His performances in Greenwich Village gained him a recording contract with Moses Asch, founder of Folkways Records. La Farge's five Folkways albums (1962-1965) were dedicated to Native American themes, as well as blues, cowboy songs, and love songs. His most famous song, "The Ballad of Ira Hayes," is the story of a Pima Indian who became a hero as one of five United States Marines who raised the U.S. flag on Iwo Jima. He later suffered from prejudice and struggled with the return to civilian life, becoming an alcoholic. This song was covered by Johnny Cash in his 1964 album Bitter Tears: Ballads of the American Indian, reaching Number 2 on the Billboard country music chart. Cash credited La Farge with inspiring the entire album, which included four other songs besides "The Ballad of Ira Hayes."
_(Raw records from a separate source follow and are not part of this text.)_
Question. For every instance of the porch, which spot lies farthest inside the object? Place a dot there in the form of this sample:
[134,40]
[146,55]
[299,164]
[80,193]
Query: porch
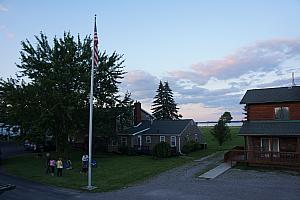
[264,158]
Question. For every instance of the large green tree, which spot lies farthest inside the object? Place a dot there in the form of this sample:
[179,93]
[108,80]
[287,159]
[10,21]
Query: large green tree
[164,106]
[55,99]
[221,132]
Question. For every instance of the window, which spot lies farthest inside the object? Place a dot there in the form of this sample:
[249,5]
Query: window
[270,144]
[148,139]
[265,144]
[173,141]
[282,113]
[114,142]
[124,141]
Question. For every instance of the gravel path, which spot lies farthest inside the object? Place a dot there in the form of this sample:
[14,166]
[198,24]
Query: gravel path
[178,184]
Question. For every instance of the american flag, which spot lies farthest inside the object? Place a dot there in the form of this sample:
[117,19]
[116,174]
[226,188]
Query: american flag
[95,56]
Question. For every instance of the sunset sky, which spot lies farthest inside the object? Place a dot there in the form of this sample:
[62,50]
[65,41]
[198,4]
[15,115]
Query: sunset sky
[210,52]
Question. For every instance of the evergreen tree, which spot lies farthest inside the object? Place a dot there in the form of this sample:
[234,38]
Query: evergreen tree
[226,117]
[164,106]
[158,103]
[221,132]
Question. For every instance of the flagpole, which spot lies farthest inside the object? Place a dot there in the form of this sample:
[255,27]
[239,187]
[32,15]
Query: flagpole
[90,187]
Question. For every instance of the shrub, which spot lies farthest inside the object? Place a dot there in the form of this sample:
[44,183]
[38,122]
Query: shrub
[162,150]
[191,146]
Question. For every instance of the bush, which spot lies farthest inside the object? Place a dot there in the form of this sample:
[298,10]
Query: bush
[162,150]
[191,146]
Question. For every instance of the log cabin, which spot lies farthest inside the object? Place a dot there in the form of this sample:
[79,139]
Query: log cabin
[272,126]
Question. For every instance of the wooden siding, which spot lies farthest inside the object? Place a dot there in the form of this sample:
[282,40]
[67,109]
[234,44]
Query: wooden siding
[266,111]
[286,144]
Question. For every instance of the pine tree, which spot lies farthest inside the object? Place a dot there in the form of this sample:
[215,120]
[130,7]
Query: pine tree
[158,109]
[164,106]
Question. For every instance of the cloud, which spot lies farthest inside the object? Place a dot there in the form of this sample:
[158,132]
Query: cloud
[8,34]
[141,84]
[208,90]
[3,8]
[262,56]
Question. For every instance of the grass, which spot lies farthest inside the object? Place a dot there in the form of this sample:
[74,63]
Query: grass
[212,144]
[114,171]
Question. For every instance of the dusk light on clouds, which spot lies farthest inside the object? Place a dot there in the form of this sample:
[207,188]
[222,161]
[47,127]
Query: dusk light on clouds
[210,52]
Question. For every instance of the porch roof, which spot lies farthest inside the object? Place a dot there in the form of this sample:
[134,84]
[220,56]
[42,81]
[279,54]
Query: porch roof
[271,128]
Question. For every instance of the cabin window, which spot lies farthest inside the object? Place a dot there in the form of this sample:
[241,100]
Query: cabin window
[268,144]
[114,142]
[124,141]
[173,141]
[148,139]
[282,113]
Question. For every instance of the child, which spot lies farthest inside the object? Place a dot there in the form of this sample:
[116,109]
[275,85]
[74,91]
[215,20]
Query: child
[59,167]
[52,166]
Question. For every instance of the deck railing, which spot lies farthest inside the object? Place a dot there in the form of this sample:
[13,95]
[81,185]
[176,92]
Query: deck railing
[264,157]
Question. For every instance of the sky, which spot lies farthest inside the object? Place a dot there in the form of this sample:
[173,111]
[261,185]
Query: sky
[211,52]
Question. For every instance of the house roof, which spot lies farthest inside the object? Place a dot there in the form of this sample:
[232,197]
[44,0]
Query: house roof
[272,95]
[159,127]
[142,126]
[271,128]
[167,127]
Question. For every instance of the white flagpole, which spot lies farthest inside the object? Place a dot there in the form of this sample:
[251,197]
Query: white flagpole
[90,187]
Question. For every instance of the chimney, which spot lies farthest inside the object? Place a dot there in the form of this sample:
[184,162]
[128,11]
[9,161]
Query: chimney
[137,113]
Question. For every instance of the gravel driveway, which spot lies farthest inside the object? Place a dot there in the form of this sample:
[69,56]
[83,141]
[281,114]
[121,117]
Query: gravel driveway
[178,184]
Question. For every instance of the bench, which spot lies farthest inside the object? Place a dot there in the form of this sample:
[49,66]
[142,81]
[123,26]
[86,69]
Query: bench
[6,187]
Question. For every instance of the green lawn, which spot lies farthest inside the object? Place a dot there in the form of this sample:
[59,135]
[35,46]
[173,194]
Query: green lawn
[212,144]
[114,171]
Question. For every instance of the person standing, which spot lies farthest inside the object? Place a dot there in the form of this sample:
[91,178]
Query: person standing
[59,166]
[85,160]
[48,170]
[52,166]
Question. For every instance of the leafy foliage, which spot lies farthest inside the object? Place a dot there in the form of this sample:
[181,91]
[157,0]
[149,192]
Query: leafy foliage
[55,100]
[162,150]
[226,117]
[164,106]
[221,132]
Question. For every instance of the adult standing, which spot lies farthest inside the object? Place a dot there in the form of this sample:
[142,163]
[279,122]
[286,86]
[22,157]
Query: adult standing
[85,160]
[59,166]
[48,163]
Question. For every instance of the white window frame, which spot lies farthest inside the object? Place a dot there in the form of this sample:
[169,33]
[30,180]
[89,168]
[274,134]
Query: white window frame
[114,142]
[124,142]
[270,145]
[148,139]
[162,138]
[280,109]
[173,139]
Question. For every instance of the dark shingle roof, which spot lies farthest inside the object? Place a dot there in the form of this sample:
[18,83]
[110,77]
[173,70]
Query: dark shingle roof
[272,95]
[168,127]
[275,128]
[140,127]
[161,127]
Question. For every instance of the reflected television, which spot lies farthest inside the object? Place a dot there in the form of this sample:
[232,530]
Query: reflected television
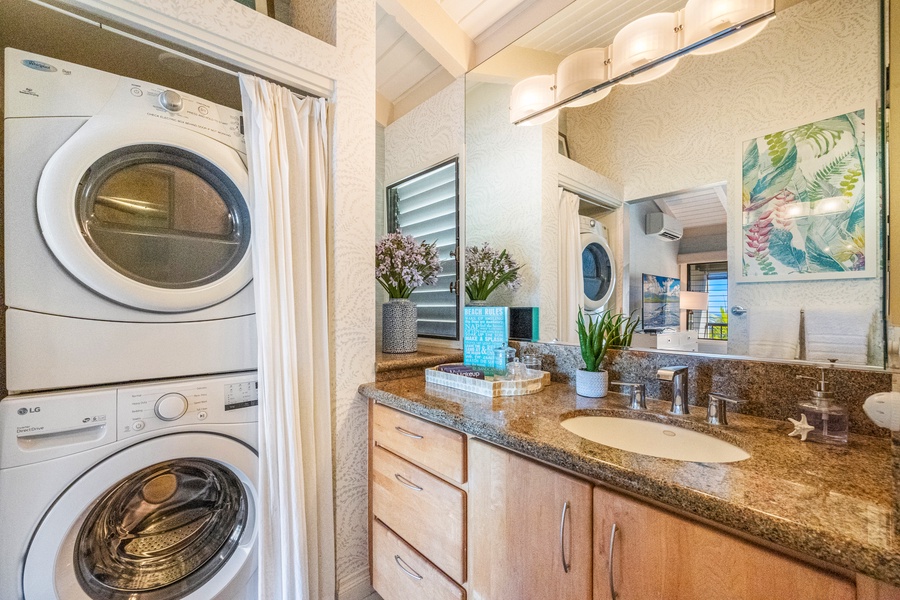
[660,303]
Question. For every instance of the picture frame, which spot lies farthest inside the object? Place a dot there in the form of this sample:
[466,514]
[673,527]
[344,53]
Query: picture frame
[808,200]
[564,145]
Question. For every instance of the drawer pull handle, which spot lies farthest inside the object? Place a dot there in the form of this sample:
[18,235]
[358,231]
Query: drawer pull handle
[406,568]
[562,538]
[612,550]
[404,481]
[402,431]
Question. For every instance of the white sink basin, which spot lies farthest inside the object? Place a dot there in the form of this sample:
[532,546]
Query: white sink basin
[654,439]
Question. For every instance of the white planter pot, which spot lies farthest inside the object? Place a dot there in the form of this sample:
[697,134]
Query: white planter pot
[592,384]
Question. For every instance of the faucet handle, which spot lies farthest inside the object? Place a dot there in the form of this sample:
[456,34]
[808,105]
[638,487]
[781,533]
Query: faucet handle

By 1965, La Farge was also becoming known as an artist and painter. He lived with the Danish singer Inger Nielsen, and the pair had a daughter, Karen. They did not marry in part because La Farge was still married to Suzanne, who was then in a mental institution in Michigan.
Johnny Cash's success increased demand for folksingers, and La Farge was signed to MGM Records, where he planned a new album. However, in October 1965, Peter La Farge was found dead in his New York City apartment by Inger Nielsen. He was said to have died from a stroke or (more probably) an overdose of Thorazine, an addictive sleep aid that Johnny Cash had allegedly introduced him to. He was buried in Fountain, Colorado, survived by his sister, half-brother, daughter, and granddaughter.
In 2010, a tribute album, Rare Breed, was recorded by musicians including John Densmore, Felipe Rose, Hank Williams III, Sarah Lee Guthrie, Johnny Irion, Keith Secola, John Trudell, and the band Blackfire.